The Two-Stage K Strategy
The modern best practice: use a LARGE K for retrieval (high recall), then rerank down to a SMALL K for the LLM context (high precision).
| K Type | Purpose | Typical Value | Constraint |
|---|---|---|---|
| K_retrieve | Ensure recall — get enough candidates | 20–100 | Reranker capacity |
| K_context | Precision — only best go to LLM | 3–10 | Context window budget |
Factors That Change the Right K
| Factor | Effect on K |
|---|---|
| Small chunks (128 tokens) | Need higher K — answer spans multiple small chunks |
| Large chunks (1024 tokens) | Can use lower K — each chunk is more complete |
| High document diversity | Need higher K — relevant info spread across many docs |
| Narrow, focused corpus | Lower K sufficient — less noise |
| Multi-hop questions | Need higher K — must retrieve multiple reasoning steps |
| Single-fact lookup | K=3 is often enough |
| Using reranker | Retrieve more (K=50), final context still small |
| No reranker | Smaller K — every chunk goes to LLM, precision matters |
Context Window Math
# Context budget calculation
model_context = 8192 # tokens (e.g., gpt-4o-mini)
system_prompt = 400
user_query = 100
output_budget = 800
chunk_size = 512
available_for_context = model_context - system_prompt - user_query - output_budget
# = 8192 - 400 - 100 - 800 = 6892 tokens
max_k = available_for_context // chunk_size
# = 6892 // 512 = 13 chunks maximum
# Practical K: 8–10 (leave buffer)
# With 128k context: K can be 50–100
Dynamic K — Adapting at Query Time
Don't use a fixed K for all queries.
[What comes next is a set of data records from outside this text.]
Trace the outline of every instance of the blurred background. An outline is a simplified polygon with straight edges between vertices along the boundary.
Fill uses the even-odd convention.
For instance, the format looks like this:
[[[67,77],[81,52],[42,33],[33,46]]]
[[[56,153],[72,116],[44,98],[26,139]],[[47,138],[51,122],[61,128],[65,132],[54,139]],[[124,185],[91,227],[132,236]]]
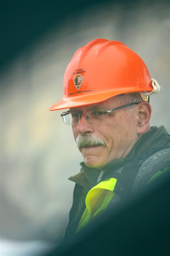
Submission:
[[[48,109],[80,47],[103,38],[138,54],[163,89],[150,97],[151,125],[169,133],[169,5],[1,0],[1,255],[36,255],[61,240],[74,185],[67,178],[82,159],[63,111]]]

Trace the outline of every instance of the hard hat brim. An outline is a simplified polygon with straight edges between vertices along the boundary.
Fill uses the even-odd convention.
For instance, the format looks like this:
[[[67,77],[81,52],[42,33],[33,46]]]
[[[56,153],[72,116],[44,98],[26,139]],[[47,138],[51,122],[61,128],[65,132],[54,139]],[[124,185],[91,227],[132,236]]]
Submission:
[[[152,90],[153,88],[149,88],[148,91],[151,91]],[[97,94],[97,94],[95,93],[95,97],[94,97],[94,95],[93,94],[88,95],[86,94],[85,95],[80,95],[78,99],[77,97],[73,96],[71,99],[70,98],[69,99],[69,101],[67,98],[66,98],[65,99],[65,98],[63,98],[59,102],[56,103],[52,106],[49,110],[50,111],[52,111],[64,109],[71,108],[76,107],[80,107],[86,105],[90,105],[91,104],[94,104],[101,102],[112,97],[119,95],[120,94],[141,93],[141,91],[139,92],[129,91],[129,90],[128,90],[128,91],[126,90],[122,91],[121,94],[119,90],[117,91],[115,91],[111,93],[110,92],[108,93],[108,91],[104,92],[102,93],[99,93]],[[140,94],[141,94],[141,93]],[[95,100],[95,98],[96,99]],[[144,100],[146,100],[143,98],[143,99]]]

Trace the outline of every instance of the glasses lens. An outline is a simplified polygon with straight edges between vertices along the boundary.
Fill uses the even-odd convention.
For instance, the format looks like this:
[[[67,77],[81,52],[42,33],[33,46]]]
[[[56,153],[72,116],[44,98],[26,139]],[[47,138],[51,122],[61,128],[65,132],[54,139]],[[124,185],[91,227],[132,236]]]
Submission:
[[[72,125],[73,123],[78,123],[79,114],[75,112],[64,112],[62,114],[64,122],[67,125]]]
[[[104,110],[92,110],[85,113],[86,118],[89,123],[101,123],[106,120],[106,114]]]

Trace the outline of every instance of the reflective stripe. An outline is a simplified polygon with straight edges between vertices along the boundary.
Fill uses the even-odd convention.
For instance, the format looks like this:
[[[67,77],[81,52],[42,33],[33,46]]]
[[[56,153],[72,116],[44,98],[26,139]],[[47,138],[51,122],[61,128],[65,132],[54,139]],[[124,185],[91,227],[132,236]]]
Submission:
[[[116,179],[111,178],[100,182],[89,191],[86,199],[86,208],[76,233],[105,210],[115,194],[113,191],[117,181]]]

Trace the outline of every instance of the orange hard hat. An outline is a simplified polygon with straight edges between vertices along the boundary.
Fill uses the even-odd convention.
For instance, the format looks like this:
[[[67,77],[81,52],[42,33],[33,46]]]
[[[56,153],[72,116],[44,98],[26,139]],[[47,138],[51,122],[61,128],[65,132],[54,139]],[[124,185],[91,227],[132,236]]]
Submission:
[[[49,110],[103,101],[125,93],[153,90],[145,64],[137,54],[116,41],[97,39],[75,53],[64,74],[63,98]]]

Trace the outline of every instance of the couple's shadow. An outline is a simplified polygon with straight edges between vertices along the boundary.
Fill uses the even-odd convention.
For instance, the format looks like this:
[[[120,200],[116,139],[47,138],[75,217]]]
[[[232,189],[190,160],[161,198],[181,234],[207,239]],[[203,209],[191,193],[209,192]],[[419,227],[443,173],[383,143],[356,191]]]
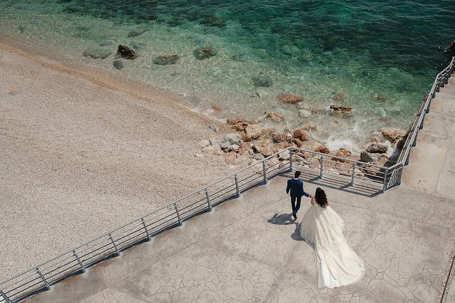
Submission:
[[[278,214],[275,214],[273,217],[267,220],[267,222],[277,225],[295,225],[295,229],[291,235],[291,238],[296,241],[303,240],[300,237],[300,221],[298,218],[294,220],[292,218],[292,214],[282,214],[279,215]]]

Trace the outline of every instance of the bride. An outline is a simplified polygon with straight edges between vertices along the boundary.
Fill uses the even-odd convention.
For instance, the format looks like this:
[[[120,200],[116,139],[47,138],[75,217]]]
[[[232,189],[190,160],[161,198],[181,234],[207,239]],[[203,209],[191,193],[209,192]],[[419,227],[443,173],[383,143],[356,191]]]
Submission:
[[[330,208],[320,187],[311,203],[300,224],[300,236],[316,253],[317,287],[339,287],[357,282],[363,263],[344,238],[343,219]]]

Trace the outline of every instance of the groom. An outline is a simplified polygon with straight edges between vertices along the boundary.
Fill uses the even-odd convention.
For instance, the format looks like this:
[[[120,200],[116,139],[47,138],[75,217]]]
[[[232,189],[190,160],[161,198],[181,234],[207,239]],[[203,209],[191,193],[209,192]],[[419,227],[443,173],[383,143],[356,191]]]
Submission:
[[[288,187],[286,187],[286,193],[289,194],[291,191],[291,203],[292,204],[292,215],[294,219],[297,220],[297,212],[300,209],[300,201],[302,196],[311,197],[312,195],[309,194],[303,190],[303,182],[299,180],[300,176],[300,172],[295,172],[294,178],[288,180]],[[295,201],[297,200],[297,205]]]

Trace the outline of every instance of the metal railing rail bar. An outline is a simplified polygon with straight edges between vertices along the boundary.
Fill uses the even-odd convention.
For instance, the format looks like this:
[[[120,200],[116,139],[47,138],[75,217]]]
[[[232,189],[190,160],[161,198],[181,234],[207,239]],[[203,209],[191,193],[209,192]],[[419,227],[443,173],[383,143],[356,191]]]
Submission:
[[[411,148],[413,146],[415,146],[417,133],[418,132],[418,130],[423,127],[423,120],[425,114],[429,112],[429,106],[431,104],[431,99],[435,97],[436,92],[439,91],[439,88],[440,87],[443,87],[445,84],[447,83],[448,78],[451,76],[451,74],[454,72],[454,71],[455,71],[455,57],[452,58],[449,66],[445,68],[440,73],[438,74],[436,76],[436,79],[432,86],[431,89],[426,96],[425,98],[424,98],[420,109],[416,115],[416,118],[415,119],[412,127],[408,133],[407,137],[399,156],[397,163],[394,165],[387,167],[323,154],[312,150],[307,150],[297,147],[288,147],[285,149],[280,150],[278,153],[274,154],[263,160],[256,162],[247,167],[231,174],[222,179],[216,181],[208,185],[193,191],[159,209],[154,210],[146,215],[131,220],[112,230],[78,245],[76,247],[73,248],[71,249],[60,254],[56,257],[49,259],[38,265],[30,267],[28,269],[15,275],[7,280],[0,282],[0,303],[3,302],[12,303],[13,302],[18,301],[23,299],[25,297],[30,295],[31,294],[40,291],[40,290],[43,288],[49,289],[51,285],[54,283],[57,283],[62,279],[66,278],[66,277],[67,277],[70,275],[76,273],[78,271],[81,271],[82,272],[85,272],[87,267],[97,264],[97,262],[104,260],[107,257],[113,255],[116,256],[119,256],[121,251],[125,249],[127,249],[135,243],[140,242],[141,241],[144,240],[149,241],[152,236],[153,236],[153,235],[157,234],[158,233],[160,232],[163,230],[165,230],[167,228],[171,228],[172,227],[175,226],[176,224],[181,225],[182,221],[185,219],[188,219],[189,218],[191,218],[192,216],[199,213],[204,210],[207,209],[209,211],[211,211],[212,209],[211,203],[212,200],[214,201],[217,199],[220,199],[219,201],[215,201],[215,203],[217,204],[218,203],[221,203],[226,199],[230,198],[232,197],[238,197],[240,196],[240,192],[242,191],[241,187],[242,186],[247,186],[246,188],[244,188],[244,190],[248,190],[250,186],[254,186],[254,184],[257,184],[254,183],[251,185],[252,182],[257,182],[261,179],[262,179],[262,181],[259,181],[259,183],[262,184],[266,184],[267,180],[269,178],[275,177],[283,171],[293,171],[293,170],[294,169],[294,166],[293,165],[293,162],[296,162],[296,168],[300,164],[299,163],[299,162],[303,162],[304,165],[305,165],[304,163],[306,162],[313,163],[314,164],[315,164],[315,165],[312,167],[309,166],[308,167],[310,167],[311,170],[314,170],[315,171],[319,171],[319,178],[321,179],[324,178],[325,173],[330,177],[333,177],[334,174],[337,174],[338,173],[338,175],[341,176],[342,177],[344,176],[344,177],[342,177],[341,179],[345,180],[350,180],[351,181],[350,183],[351,186],[353,186],[355,181],[358,183],[368,184],[370,186],[375,184],[378,185],[380,184],[381,185],[381,187],[382,187],[381,192],[384,192],[388,188],[397,185],[399,185],[402,169],[404,166],[407,164]],[[301,152],[308,153],[312,156],[309,156],[303,155],[301,154]],[[289,155],[289,157],[287,159],[285,158],[281,158],[281,155],[282,155],[283,153],[285,155]],[[293,155],[294,154],[295,154],[295,155]],[[299,155],[303,156],[303,158],[302,157],[301,157],[301,156],[299,156]],[[275,160],[275,157],[277,157],[278,159],[281,159],[281,161],[277,161],[277,163],[271,162],[270,160],[272,159]],[[309,161],[306,160],[305,157],[314,159],[316,161]],[[347,173],[345,172],[342,173],[343,174],[344,174],[344,175],[342,175],[342,173],[337,173],[336,171],[332,170],[333,166],[331,166],[328,164],[326,164],[326,168],[325,170],[325,163],[326,162],[329,164],[337,163],[337,162],[334,161],[334,160],[341,160],[342,162],[340,161],[340,162],[347,167],[346,168],[343,168],[343,170],[346,171],[350,171],[351,175],[348,176],[347,175]],[[267,162],[268,162],[268,163]],[[349,164],[348,164],[346,163]],[[261,167],[260,166],[261,164],[262,164],[262,167]],[[276,167],[277,165],[279,166],[278,168]],[[259,167],[258,167],[258,166]],[[366,166],[369,168],[376,168],[379,169],[379,171],[376,172],[378,174],[373,175],[365,172],[366,171],[374,171],[371,170],[371,168],[365,167]],[[348,167],[351,167],[352,168],[351,169]],[[329,167],[330,169],[328,169],[327,168],[327,167]],[[363,170],[362,174],[364,176],[371,176],[372,178],[358,175],[356,174],[356,168]],[[268,171],[267,170],[268,169],[270,169],[270,170]],[[246,173],[244,173],[242,176],[248,176],[245,179],[239,181],[238,177],[239,174],[244,173],[246,171],[247,171]],[[262,174],[262,176],[260,175],[261,173]],[[233,177],[234,177],[234,180],[228,180],[230,178],[232,178]],[[347,178],[346,178],[346,177],[347,177]],[[365,182],[365,180],[368,180],[369,182]],[[226,180],[227,182],[224,182],[224,181]],[[240,183],[242,183],[243,181],[246,182],[241,184]],[[224,182],[224,184],[220,184],[221,182]],[[218,186],[214,189],[210,190],[209,189],[211,187],[216,185],[217,185]],[[364,186],[363,187],[365,188],[373,188],[373,187],[366,186]],[[221,188],[221,189],[219,189],[220,188]],[[218,189],[219,190],[218,190]],[[215,190],[216,192],[211,192],[211,191],[213,190]],[[204,194],[204,193],[205,194],[205,195]],[[219,194],[218,194],[218,193]],[[196,197],[193,197],[189,201],[185,201],[183,205],[179,206],[179,207],[178,203],[179,202],[184,201],[185,199],[190,197],[194,195],[197,195]],[[215,195],[217,195],[215,196]],[[199,199],[199,197],[200,196],[203,197],[204,195],[205,196],[205,198]],[[197,200],[197,201],[194,202],[195,200]],[[205,201],[204,201],[204,200],[205,200]],[[186,211],[183,214],[181,213],[182,210],[186,210],[187,208],[190,208],[190,207],[191,207],[189,210],[188,210],[188,211]],[[163,210],[165,210],[165,211],[162,213],[160,213],[160,212]],[[168,213],[170,214],[167,215],[164,218],[158,218],[159,216],[164,215]],[[158,217],[147,218],[147,217],[156,214],[158,214]],[[186,216],[185,217],[181,218],[180,216],[182,215]],[[164,222],[161,222],[162,220],[169,217],[171,217],[170,219],[167,219]],[[148,223],[148,222],[150,222],[150,221],[152,220],[156,221],[154,221],[154,222],[151,224]],[[159,222],[161,223],[158,225],[153,226],[154,224]],[[116,232],[119,231],[122,228],[132,224],[135,224],[136,225],[126,231],[121,231],[121,232],[117,235],[117,236],[118,237],[122,235],[123,235],[116,239],[116,235],[115,234]],[[163,224],[164,225],[162,226]],[[139,229],[137,229],[138,227],[139,227]],[[159,227],[159,228],[157,230],[155,230],[155,229],[158,228],[158,227]],[[134,231],[131,232],[132,230],[134,230]],[[136,234],[136,233],[138,233],[138,232],[139,232],[139,233]],[[125,235],[126,233],[129,233]],[[108,239],[105,238],[106,236],[108,237]],[[126,239],[124,240],[121,242],[119,242],[119,240],[127,237],[127,238]],[[102,240],[102,241],[100,243],[98,244],[96,243],[97,241],[100,239]],[[107,244],[106,243],[106,241],[108,241]],[[89,244],[95,244],[95,246],[89,246]],[[101,247],[98,248],[95,248],[99,245],[102,245]],[[77,250],[79,249],[79,248],[84,247],[84,246],[88,247],[84,247],[84,250],[79,251],[78,255]],[[103,251],[101,252],[96,252],[98,250],[99,250],[103,247],[106,246],[108,246],[108,248],[103,250]],[[88,252],[87,252],[87,251]],[[87,253],[83,255],[83,253],[84,252]],[[51,264],[53,261],[68,254],[70,254],[71,256],[65,258],[63,260],[60,260],[58,263]],[[94,255],[92,255],[92,254]],[[73,257],[74,260],[62,265],[62,263],[66,262],[69,260],[71,257]],[[84,258],[85,258],[85,259],[83,259]],[[90,261],[88,264],[84,264],[84,262],[87,261],[94,258],[96,258],[96,259]],[[67,266],[71,263],[74,263],[74,265],[71,265],[68,268],[65,268],[63,270],[58,271],[51,277],[48,277],[47,279],[46,279],[45,276],[46,275],[48,275],[50,273],[52,273],[58,270],[60,270],[62,268]],[[44,268],[44,269],[52,269],[54,268],[54,267],[56,267],[50,271],[44,272],[40,270],[40,268],[42,267],[44,265],[47,266],[47,267]],[[77,268],[77,270],[71,271],[71,273],[66,272],[68,270],[73,269],[74,267]],[[37,276],[36,276],[37,274],[38,275]],[[16,281],[12,284],[9,285],[10,286],[15,286],[13,289],[7,291],[3,288],[3,286],[8,282],[13,281],[17,278],[24,275],[26,275],[26,277],[23,277],[19,281]],[[60,275],[60,277],[59,277],[59,275]],[[56,277],[57,278],[53,280],[52,278],[55,277]],[[30,279],[31,280],[27,281],[27,280]],[[27,284],[40,279],[42,280],[42,282],[44,284],[43,286],[37,288],[34,287],[35,286],[39,284],[40,283],[40,282],[35,283],[31,286],[26,286]],[[21,282],[22,284],[19,286],[17,286],[18,283]],[[18,292],[13,293],[12,295],[8,295],[9,293],[23,287],[25,287],[25,288],[19,290]],[[23,293],[22,293],[22,292],[23,292]],[[20,294],[21,296],[20,297],[11,298],[12,296],[16,296],[18,294]]]

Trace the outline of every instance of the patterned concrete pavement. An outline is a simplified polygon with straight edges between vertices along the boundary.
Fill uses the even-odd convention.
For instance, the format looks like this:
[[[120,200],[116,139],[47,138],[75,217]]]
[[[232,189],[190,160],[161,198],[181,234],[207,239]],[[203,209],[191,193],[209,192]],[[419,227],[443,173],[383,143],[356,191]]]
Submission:
[[[309,200],[302,201],[294,222],[286,180],[276,178],[27,301],[436,301],[455,222],[453,213],[439,212],[453,200],[400,188],[373,197],[328,188],[366,272],[354,284],[319,289],[315,256],[300,239],[298,224]],[[305,189],[313,192],[316,186],[306,184]]]

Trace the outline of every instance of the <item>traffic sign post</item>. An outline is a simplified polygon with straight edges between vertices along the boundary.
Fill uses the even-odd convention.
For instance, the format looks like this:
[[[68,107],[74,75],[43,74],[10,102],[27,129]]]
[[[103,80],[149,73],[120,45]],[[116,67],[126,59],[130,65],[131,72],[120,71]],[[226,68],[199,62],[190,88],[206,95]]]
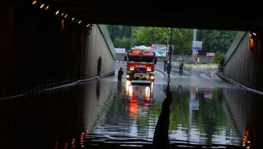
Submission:
[[[206,55],[207,55],[207,62],[208,62],[208,57],[214,57],[215,54],[215,53],[206,53]]]
[[[194,57],[194,61],[195,61],[195,64],[196,64],[196,62],[198,61],[198,58],[197,57],[197,55],[195,55]]]
[[[193,41],[192,43],[192,50],[202,50],[202,42]]]

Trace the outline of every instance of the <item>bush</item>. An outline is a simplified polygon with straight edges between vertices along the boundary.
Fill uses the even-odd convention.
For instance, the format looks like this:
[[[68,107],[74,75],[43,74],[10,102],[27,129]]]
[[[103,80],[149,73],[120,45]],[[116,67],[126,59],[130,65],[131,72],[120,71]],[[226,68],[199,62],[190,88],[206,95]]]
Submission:
[[[219,52],[215,53],[214,62],[218,65],[218,69],[220,72],[224,71],[224,63],[225,60],[225,54]]]

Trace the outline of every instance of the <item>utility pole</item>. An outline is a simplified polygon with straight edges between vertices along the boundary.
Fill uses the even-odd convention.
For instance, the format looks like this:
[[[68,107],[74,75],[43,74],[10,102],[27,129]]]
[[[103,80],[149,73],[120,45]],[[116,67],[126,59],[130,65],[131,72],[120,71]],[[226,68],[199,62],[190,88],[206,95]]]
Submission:
[[[154,27],[152,27],[152,44],[154,43]]]
[[[170,39],[170,47],[169,47],[169,53],[170,53],[170,55],[169,55],[169,61],[170,61],[170,63],[171,63],[171,54],[172,54],[172,50],[173,49],[172,48],[172,36],[173,36],[173,28],[171,28],[171,38]]]
[[[193,41],[196,41],[196,29],[194,29],[193,30]],[[194,51],[193,50],[193,49],[191,49],[191,50],[192,50],[192,58],[191,59],[191,61],[193,62],[195,53],[194,53]]]

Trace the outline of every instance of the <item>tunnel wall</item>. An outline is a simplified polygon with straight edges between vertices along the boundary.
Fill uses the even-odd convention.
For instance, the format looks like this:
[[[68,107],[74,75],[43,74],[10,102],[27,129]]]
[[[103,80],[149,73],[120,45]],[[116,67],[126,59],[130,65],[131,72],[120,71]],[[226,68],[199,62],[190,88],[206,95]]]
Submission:
[[[245,139],[252,143],[261,141],[262,95],[240,88],[224,88],[222,92],[242,142]]]
[[[112,43],[103,25],[87,29],[30,1],[0,2],[0,98],[96,77],[114,70]]]
[[[225,60],[224,75],[243,85],[263,91],[263,52],[261,35],[254,38],[254,48],[249,47],[249,32],[239,32]]]

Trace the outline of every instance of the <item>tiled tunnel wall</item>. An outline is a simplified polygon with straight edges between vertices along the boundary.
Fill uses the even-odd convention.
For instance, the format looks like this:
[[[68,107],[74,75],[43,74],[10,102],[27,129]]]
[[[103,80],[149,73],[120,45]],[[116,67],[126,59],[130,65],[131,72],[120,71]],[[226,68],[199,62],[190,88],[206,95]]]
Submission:
[[[249,34],[246,32],[238,41],[236,48],[225,65],[224,74],[246,87],[263,91],[262,34],[258,33],[253,36],[253,49],[249,47],[251,37]]]
[[[30,1],[0,2],[0,98],[52,88],[114,70],[99,25],[91,34]]]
Use confidence-based dynamic K: retrieve more if early results have low similarity scores.
def dynamic_k_retrieve(query, base_k=5, max_k=20):
results = vector_search(query, top_k=base_k)
avg_score = mean([r.score for r in results])
if avg_score < 0.75: # low confidence, get more
results = vector_search(query, top_k=max_k)
return results
Small corpus (<1k chunks), 512-token chunks → K=5.
Medium corpus (1k–50k chunks), 512-token chunks → K=8–10.
Large corpus + small chunks (128 tokens) → K=15–20.
K_retrieve = 50 (always), K_context = 5–8 after reranking. This gives you the best of both worlds: high recall in retrieval, high precision in context.
"We went from K=5 to K=20 and answer quality went DOWN. Why?" → More noise. With K=20 and no reranker, chunks 6–20 are probably not relevant and they're diluting the LLM's focus. The LLM is confused by conflicting/off-topic information. Fix: add a reranker. Or raise K for retrieval but only pass top 5 to the LLM.